In which I make a very in-depth analysis of a fictional world
The subject of wizard relations to Muggles in Harry Potter is no doubt a very important part of their history – one they probably study if anyone can stay awake in History of Magic class long enough. And yet if you look closely, the wizards we see in Harry's time seem to have changed very little, as far as their attitudes towards Muggles go, since the time of the Hogwarts founders.
Salazar Slytherin, as we find out in Chamber of Secrets, not only left the school because his fellow founders wouldn't agree to make Hogwarts exclusively for children of wizard families, but he also built a secret chamber designed to attack Muggle-borns before he left. Many of us fans came to the conclusion from this that Slytherin was unquestionably a Bad Person, and yes, from our point of view his ideals look pretty hard to excuse. But is this the only side of the story? Don't forget, all this was happening in the medieval era – right at the time of the witch hunts. Which definitely also existed in Harry Potter wizard lore: Harry studies them as part of a homework assignment at the beginning of Prisoner of Azkaban; and if you read The Tales Of Beedle the Bard, the accompanying notes to The Wizard and the Hopping Pot, which are written to be Dumbledore's commentary on the story, tells us that a story with a moral about helping Muggles would not have resonated with the audience of the time, as many wizards preferred to distance themselves from Muggles and avoid helping them rather than risk getting tried and executed for witchcraft. (Sound familiar? In Philosopher's Stone the fear of getting executed is not present, yet Hagrid still tells Harry the reason wizards keep themselves secret is because Muggles would just want magical solutions for everything.)
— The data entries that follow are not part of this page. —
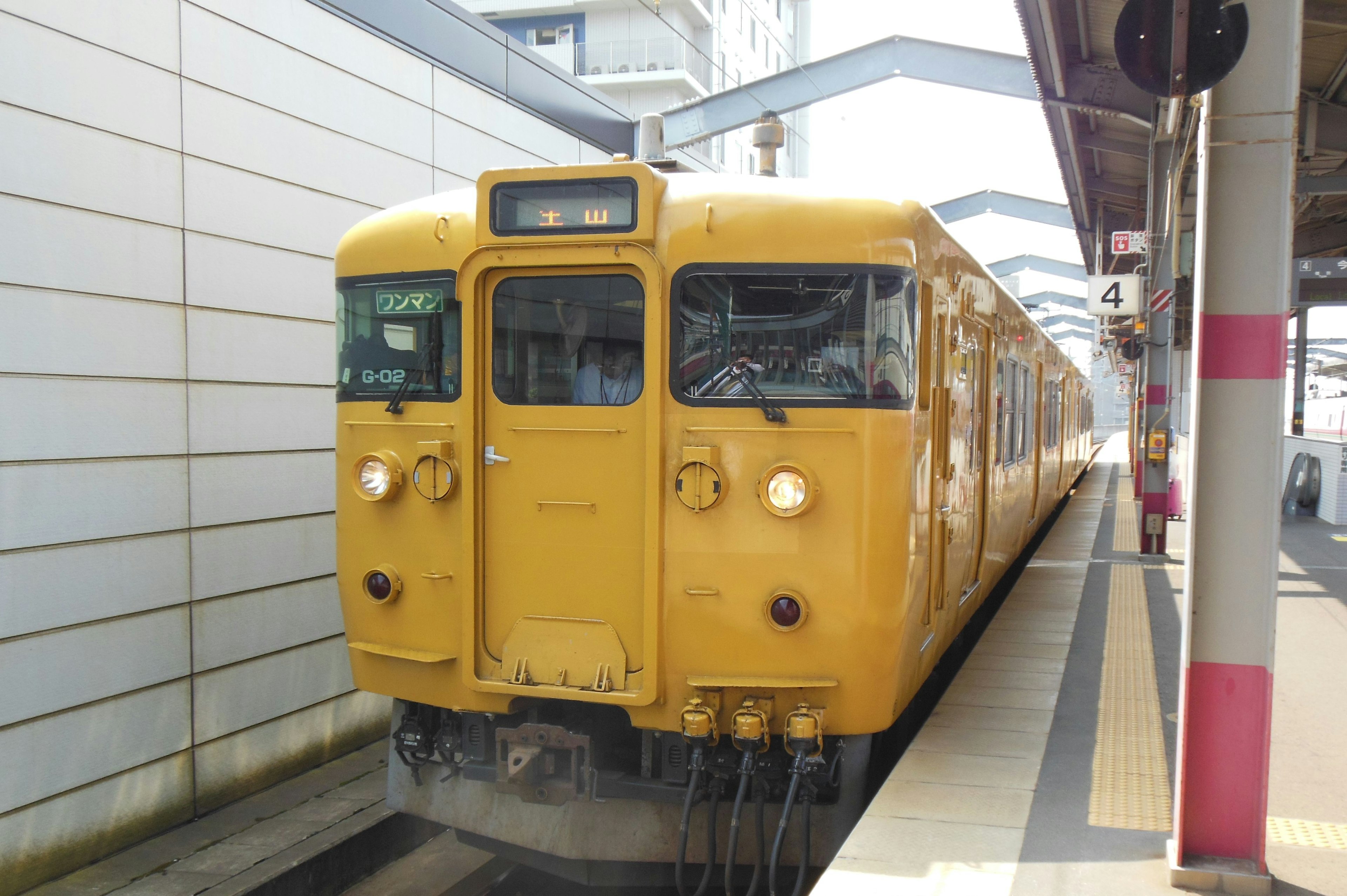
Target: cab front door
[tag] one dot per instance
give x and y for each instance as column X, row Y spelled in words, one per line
column 564, row 475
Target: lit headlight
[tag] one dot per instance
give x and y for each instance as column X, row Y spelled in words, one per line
column 374, row 478
column 378, row 476
column 787, row 491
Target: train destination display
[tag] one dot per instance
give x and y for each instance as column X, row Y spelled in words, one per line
column 565, row 207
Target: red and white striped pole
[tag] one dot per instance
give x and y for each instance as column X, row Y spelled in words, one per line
column 1246, row 178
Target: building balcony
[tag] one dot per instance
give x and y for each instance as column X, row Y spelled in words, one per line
column 643, row 64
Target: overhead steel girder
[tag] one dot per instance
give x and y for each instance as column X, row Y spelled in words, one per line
column 1067, row 270
column 1007, row 204
column 814, row 81
column 1315, row 240
column 1322, row 185
column 1055, row 298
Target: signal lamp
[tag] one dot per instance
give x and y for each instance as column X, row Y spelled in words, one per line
column 787, row 490
column 378, row 476
column 383, row 584
column 787, row 611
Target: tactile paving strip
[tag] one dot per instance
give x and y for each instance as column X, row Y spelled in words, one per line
column 1131, row 782
column 1127, row 537
column 1298, row 832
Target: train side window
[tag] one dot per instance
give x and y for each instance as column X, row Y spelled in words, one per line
column 569, row 340
column 925, row 352
column 1000, row 410
column 1011, row 411
column 813, row 336
column 1026, row 406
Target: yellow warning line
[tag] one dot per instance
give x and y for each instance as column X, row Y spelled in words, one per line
column 1127, row 538
column 1131, row 782
column 1298, row 832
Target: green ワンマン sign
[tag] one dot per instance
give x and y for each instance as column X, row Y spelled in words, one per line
column 409, row 301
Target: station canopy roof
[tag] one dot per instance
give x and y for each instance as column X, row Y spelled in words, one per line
column 1100, row 120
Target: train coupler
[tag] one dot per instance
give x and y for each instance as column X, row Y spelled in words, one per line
column 543, row 763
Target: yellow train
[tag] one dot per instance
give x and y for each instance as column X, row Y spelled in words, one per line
column 661, row 490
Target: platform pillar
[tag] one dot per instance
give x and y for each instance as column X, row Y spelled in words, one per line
column 1153, row 476
column 1242, row 293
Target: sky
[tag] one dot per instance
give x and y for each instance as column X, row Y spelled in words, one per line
column 911, row 139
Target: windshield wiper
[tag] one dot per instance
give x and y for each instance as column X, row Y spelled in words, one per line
column 395, row 406
column 772, row 413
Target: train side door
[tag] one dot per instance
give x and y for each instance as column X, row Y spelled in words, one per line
column 1032, row 429
column 941, row 479
column 965, row 460
column 564, row 490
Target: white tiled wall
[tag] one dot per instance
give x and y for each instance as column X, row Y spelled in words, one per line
column 174, row 177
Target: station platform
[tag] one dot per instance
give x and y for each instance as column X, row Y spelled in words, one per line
column 1047, row 767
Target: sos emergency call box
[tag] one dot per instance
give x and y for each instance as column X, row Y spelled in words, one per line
column 1158, row 445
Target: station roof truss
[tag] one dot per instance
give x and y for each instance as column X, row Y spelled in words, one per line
column 1101, row 124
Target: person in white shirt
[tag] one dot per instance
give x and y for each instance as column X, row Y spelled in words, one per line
column 619, row 380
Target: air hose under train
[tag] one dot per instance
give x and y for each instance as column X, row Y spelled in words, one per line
column 749, row 734
column 698, row 731
column 805, row 742
column 689, row 801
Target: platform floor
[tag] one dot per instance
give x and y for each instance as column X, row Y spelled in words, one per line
column 1047, row 767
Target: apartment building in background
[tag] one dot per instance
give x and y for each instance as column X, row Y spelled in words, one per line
column 657, row 54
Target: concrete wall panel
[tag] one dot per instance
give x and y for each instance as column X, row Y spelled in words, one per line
column 72, row 418
column 239, row 558
column 143, row 29
column 46, row 158
column 239, row 488
column 240, row 627
column 228, row 274
column 313, row 32
column 237, row 764
column 71, row 830
column 224, row 128
column 64, row 248
column 242, row 696
column 468, row 153
column 49, row 72
column 247, row 207
column 56, row 587
column 84, row 500
column 88, row 336
column 485, row 112
column 73, row 666
column 256, row 418
column 246, row 348
column 446, row 181
column 60, row 752
column 243, row 62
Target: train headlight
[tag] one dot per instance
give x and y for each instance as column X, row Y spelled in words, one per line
column 378, row 476
column 374, row 478
column 383, row 584
column 787, row 490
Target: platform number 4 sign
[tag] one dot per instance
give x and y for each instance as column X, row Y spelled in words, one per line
column 1114, row 294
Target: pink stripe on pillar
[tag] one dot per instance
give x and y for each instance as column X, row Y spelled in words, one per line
column 1242, row 347
column 1228, row 732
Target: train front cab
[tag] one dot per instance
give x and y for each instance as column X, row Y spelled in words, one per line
column 585, row 580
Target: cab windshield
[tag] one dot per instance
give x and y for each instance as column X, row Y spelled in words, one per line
column 398, row 335
column 813, row 337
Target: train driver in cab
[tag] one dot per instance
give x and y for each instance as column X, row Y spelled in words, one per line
column 616, row 380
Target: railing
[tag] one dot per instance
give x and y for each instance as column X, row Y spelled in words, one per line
column 659, row 54
column 562, row 54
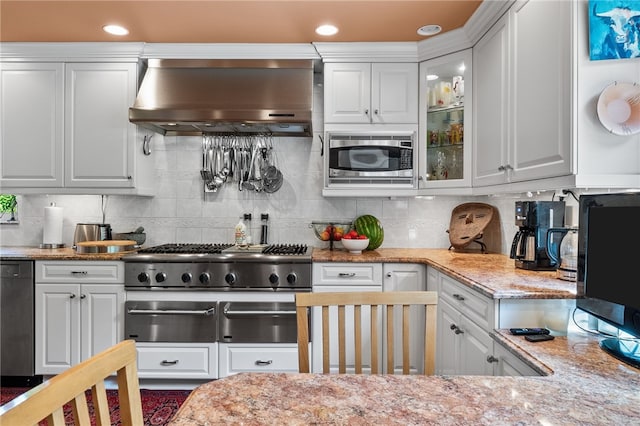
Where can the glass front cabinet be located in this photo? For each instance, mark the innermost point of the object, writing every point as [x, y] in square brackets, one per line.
[445, 122]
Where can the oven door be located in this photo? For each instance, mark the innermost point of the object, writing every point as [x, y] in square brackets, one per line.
[168, 321]
[258, 322]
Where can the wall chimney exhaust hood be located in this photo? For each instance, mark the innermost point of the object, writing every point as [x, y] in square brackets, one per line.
[195, 96]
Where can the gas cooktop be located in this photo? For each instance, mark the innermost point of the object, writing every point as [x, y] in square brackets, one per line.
[211, 252]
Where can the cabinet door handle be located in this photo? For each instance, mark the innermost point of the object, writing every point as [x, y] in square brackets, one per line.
[456, 329]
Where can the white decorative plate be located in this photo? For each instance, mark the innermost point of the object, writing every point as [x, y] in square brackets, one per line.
[619, 108]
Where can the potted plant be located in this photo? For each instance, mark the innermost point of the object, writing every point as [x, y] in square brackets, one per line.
[8, 205]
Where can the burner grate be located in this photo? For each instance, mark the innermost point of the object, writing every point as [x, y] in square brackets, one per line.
[186, 248]
[299, 249]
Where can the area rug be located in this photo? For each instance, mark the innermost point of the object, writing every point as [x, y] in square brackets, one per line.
[158, 406]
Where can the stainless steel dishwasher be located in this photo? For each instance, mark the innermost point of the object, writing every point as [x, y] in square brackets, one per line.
[17, 329]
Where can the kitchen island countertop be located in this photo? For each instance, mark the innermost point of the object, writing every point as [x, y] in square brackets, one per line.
[585, 386]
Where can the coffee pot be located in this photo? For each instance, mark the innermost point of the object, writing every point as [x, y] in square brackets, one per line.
[564, 255]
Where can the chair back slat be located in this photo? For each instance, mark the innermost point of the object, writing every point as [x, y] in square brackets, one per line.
[403, 300]
[47, 400]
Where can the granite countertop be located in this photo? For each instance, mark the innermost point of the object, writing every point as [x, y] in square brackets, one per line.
[491, 274]
[585, 386]
[67, 253]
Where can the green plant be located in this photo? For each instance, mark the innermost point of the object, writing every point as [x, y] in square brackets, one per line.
[8, 203]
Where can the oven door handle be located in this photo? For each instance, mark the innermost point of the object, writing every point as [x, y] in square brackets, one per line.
[228, 312]
[210, 311]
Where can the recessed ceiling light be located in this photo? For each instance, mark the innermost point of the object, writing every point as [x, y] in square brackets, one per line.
[428, 30]
[115, 30]
[327, 30]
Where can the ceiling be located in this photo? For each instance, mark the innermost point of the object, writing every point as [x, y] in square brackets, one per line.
[218, 21]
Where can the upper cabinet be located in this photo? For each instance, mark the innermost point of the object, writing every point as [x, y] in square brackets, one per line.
[523, 95]
[65, 129]
[445, 121]
[31, 126]
[364, 93]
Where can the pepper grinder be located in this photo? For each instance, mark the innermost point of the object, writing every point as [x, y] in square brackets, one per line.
[263, 235]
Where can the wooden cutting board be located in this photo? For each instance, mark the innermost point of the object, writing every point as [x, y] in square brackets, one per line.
[468, 222]
[106, 246]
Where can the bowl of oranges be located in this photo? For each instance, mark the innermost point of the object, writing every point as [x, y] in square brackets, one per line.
[330, 230]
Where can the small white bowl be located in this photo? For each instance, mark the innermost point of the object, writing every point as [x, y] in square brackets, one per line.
[355, 246]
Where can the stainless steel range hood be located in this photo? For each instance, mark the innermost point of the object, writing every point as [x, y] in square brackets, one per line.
[192, 97]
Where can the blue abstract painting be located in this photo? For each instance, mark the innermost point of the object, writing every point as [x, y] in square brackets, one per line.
[614, 29]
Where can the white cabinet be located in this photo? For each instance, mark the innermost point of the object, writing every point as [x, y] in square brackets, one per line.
[185, 361]
[343, 277]
[464, 322]
[31, 124]
[65, 129]
[466, 319]
[99, 140]
[523, 95]
[79, 311]
[346, 277]
[371, 93]
[242, 358]
[446, 117]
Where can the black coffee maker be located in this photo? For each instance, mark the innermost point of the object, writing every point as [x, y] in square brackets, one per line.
[534, 218]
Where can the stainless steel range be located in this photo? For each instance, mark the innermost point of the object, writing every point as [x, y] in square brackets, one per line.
[215, 292]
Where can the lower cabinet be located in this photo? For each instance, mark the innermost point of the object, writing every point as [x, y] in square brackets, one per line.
[77, 315]
[466, 320]
[272, 358]
[177, 360]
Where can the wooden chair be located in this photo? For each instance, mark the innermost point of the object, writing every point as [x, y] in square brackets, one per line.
[304, 301]
[46, 401]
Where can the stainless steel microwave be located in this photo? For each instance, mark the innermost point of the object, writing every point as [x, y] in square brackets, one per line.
[384, 159]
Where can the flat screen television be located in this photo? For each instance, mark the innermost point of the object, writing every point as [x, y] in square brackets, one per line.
[608, 279]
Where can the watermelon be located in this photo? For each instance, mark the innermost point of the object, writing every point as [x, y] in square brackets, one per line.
[372, 228]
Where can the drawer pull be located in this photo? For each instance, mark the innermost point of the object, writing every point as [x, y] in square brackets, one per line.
[258, 313]
[210, 311]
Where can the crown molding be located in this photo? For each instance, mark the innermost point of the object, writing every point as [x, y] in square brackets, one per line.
[229, 51]
[367, 52]
[95, 52]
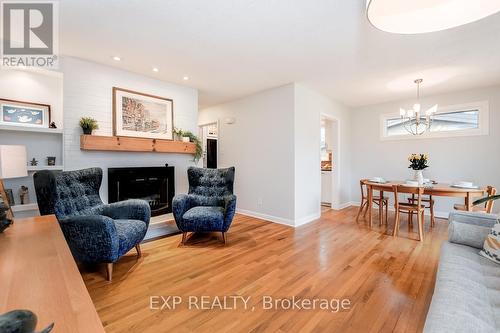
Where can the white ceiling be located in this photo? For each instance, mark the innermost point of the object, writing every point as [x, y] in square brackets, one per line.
[233, 48]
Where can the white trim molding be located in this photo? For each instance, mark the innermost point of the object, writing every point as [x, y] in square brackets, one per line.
[270, 218]
[280, 220]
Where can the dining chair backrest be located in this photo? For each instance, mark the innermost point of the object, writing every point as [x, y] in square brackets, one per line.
[489, 204]
[418, 191]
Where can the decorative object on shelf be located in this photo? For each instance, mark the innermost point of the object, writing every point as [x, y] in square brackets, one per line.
[187, 136]
[418, 162]
[4, 221]
[88, 125]
[415, 17]
[142, 115]
[26, 114]
[24, 195]
[414, 121]
[13, 164]
[10, 197]
[21, 321]
[51, 160]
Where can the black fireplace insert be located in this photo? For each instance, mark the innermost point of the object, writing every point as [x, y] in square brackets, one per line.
[156, 185]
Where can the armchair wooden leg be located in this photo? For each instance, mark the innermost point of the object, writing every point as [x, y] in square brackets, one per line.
[109, 271]
[138, 249]
[396, 224]
[386, 212]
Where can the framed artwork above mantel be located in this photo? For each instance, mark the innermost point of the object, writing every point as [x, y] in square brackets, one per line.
[141, 115]
[26, 114]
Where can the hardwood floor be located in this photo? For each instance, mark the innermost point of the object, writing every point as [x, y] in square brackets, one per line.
[389, 281]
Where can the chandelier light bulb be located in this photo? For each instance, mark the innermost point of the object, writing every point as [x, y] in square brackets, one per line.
[416, 107]
[431, 110]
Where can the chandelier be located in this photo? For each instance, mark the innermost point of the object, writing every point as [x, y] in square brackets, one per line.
[421, 16]
[414, 120]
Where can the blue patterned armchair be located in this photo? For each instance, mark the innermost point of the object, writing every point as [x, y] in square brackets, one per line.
[95, 232]
[210, 204]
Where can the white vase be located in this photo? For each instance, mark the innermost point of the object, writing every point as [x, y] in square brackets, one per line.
[419, 177]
So was Slytherin's concern about letting in Muggle-borns really so unfounded? Or was it just that the other three founders were unusually openminded, and even a little bit reckless? What made the founders think that nothing could go wrong if they let all those Muggle parents know that witches and wizards existed and that their children were going to a school to learn how to become one? How could they be so sure there wouldn't be a single parent who would object and tell the authorities? Maybe some Muggle parents would even agree to send their children but secretly use them to bring down the witches and wizards from within. The subject was about much more than just prejudice and tolerance at that point; the other founders would actually have been taking a great risk by letting so many Muggles know about their magic school. We're talking about a time in history when most people were terrified enough of anything supernatural to unjustly murder any innocent person who had the flimsiest connection to it.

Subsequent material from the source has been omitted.